Yorum ve oylarınızı bekliyorum.
● ● ● ● ●

Hepimiz bu hayatta birçok zorlukla karşılaşırız. Ama hepimiz bu zorluklar karşısında aynı duruşu sergilemeyiz. Çünkü hepimiz farklıyız. Hepimiz düşünebiliyoruz.

Neriman Hanım, ikizlerle beraber sofrayı kuruyordu.
İkizler, Selin ve Pelin dokuzuncu sınıf öğrencileriydi. İkisi tek yumurta ikizi olmasına rağmen giyimlerinden, tarzlarından onları ayırt etmek kolaydı. Birbirleriyle çok kavga etmeme sebepleri farklı olmalarıydı. İkiz olmalarının dışında diğer özellikleri de kızıl olmalarıydı. Kahverengi gözleri ve kızıl saçlarının ahengi genellikle ortamdakileri büyülüyordu.
Doruk üzerine eşofman giymiş bir şekilde aşağı indi.
"Neriman Hanım, ben biraz dışarı çıkıyorum." dedi Neriman Hanım'ın kahverengi gözlerini üzerinde hissedince.
"Kahvaltıdan önce izin vermiyorum." dedi Neriman Hanım.
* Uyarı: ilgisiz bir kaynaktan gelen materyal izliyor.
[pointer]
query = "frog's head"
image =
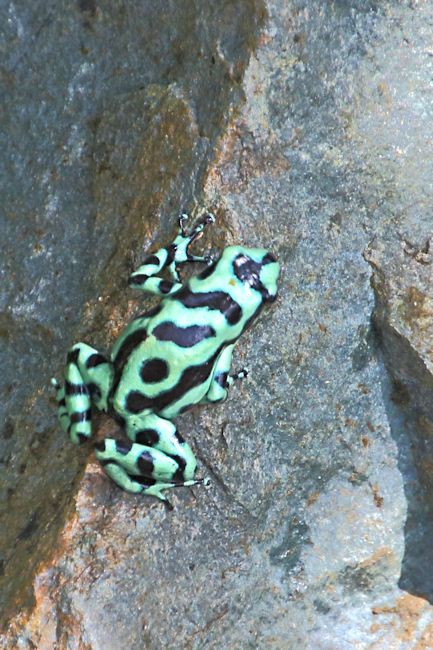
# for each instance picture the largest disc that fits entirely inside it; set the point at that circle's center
(256, 268)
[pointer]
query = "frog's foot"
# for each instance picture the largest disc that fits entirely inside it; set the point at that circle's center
(146, 277)
(184, 240)
(87, 380)
(141, 469)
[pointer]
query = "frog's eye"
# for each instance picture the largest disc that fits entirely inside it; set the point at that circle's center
(268, 259)
(247, 270)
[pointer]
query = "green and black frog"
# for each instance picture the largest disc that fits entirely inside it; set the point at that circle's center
(166, 360)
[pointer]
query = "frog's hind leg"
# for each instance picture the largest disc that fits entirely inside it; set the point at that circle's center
(146, 278)
(158, 458)
(87, 381)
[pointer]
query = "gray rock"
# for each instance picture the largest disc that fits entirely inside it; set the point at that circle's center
(315, 531)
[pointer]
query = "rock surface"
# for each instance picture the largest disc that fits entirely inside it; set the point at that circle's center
(315, 532)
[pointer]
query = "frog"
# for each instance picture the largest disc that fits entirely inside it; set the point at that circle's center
(168, 359)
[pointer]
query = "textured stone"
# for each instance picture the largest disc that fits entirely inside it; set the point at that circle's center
(315, 532)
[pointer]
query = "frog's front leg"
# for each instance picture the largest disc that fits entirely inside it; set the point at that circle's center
(146, 277)
(157, 459)
(88, 377)
(221, 380)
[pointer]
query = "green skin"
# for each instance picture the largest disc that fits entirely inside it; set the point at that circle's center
(177, 355)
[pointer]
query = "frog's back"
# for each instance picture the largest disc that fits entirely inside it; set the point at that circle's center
(163, 362)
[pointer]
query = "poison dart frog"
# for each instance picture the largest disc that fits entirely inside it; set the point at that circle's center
(166, 360)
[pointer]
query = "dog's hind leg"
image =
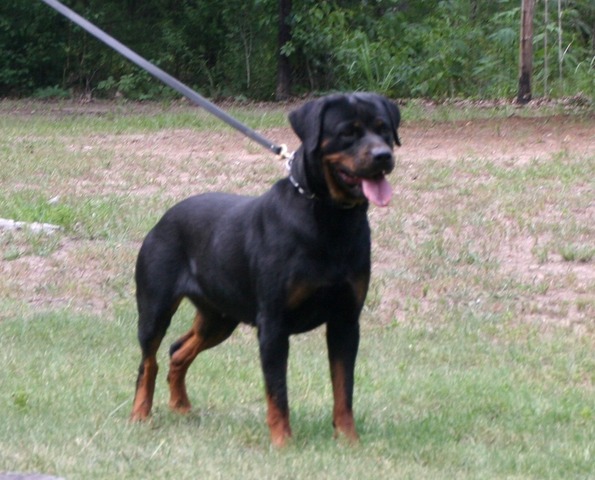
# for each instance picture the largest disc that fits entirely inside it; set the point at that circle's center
(209, 330)
(154, 319)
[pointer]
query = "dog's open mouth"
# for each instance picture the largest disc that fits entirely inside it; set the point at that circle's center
(375, 188)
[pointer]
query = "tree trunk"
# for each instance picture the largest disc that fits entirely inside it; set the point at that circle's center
(283, 90)
(526, 51)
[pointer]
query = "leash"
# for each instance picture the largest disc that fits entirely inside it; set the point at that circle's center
(167, 79)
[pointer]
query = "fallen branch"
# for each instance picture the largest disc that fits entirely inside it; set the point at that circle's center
(35, 227)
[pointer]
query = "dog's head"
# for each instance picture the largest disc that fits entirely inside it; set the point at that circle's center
(347, 147)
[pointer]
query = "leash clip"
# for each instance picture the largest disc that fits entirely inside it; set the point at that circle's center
(285, 154)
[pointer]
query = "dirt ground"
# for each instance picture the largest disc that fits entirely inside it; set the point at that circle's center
(513, 141)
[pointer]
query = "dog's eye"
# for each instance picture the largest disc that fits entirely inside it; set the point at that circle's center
(382, 128)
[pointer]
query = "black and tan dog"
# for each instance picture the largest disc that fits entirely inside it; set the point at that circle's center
(286, 262)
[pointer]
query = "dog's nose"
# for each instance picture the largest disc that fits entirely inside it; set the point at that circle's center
(382, 154)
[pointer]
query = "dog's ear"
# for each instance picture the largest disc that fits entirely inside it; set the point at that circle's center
(395, 118)
(306, 122)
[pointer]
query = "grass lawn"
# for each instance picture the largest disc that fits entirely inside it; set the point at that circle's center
(477, 358)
"Niye?" diye sordu Doruk, ruhsuz bir ifadeyle.
"Kurallar öyle." dedi Koray esneyerek aşağı inerken. O da gri bir eşofman ve beyaz bir tişört giymişti.
"İyi." dedi Doruk sertçe. Masaya geçti. Neriman Hanım da karşısına oturdu. Koray da Neriman Hanım'ın yanına...
"Kendinden bahsetsene biraz yavrum." dedi Neriman Hanım.
Güz ve Leyla aşağı iniyordu. Arda ve Akın da arkalarındaydı.
Arda ve Akın, Doruk ve Koray'ın karşı odalarında kalan onlarla yaşıt çocuklardı. İkisi de Güz'ün sınıfındaydı. Hemen hemen aynı boylardaydılar. Onlar da Koray ve Doruk gibi 1.80'li boylarda, yapılı çocuklardılar. Ama Arda diğerlerinden biraz daha iriydi. Akın kumral, Arda esmerdi. Çocukluk arkadaşıydılar.
"Kendimden mi bahsedeyim?" diye sordu alayla Doruk.
"Zahmet olmazsa..." dedi Neriman Hanım.
"Noyan Holdingler grubunu biliyorsunuz, değil mi?" dedi Doruk.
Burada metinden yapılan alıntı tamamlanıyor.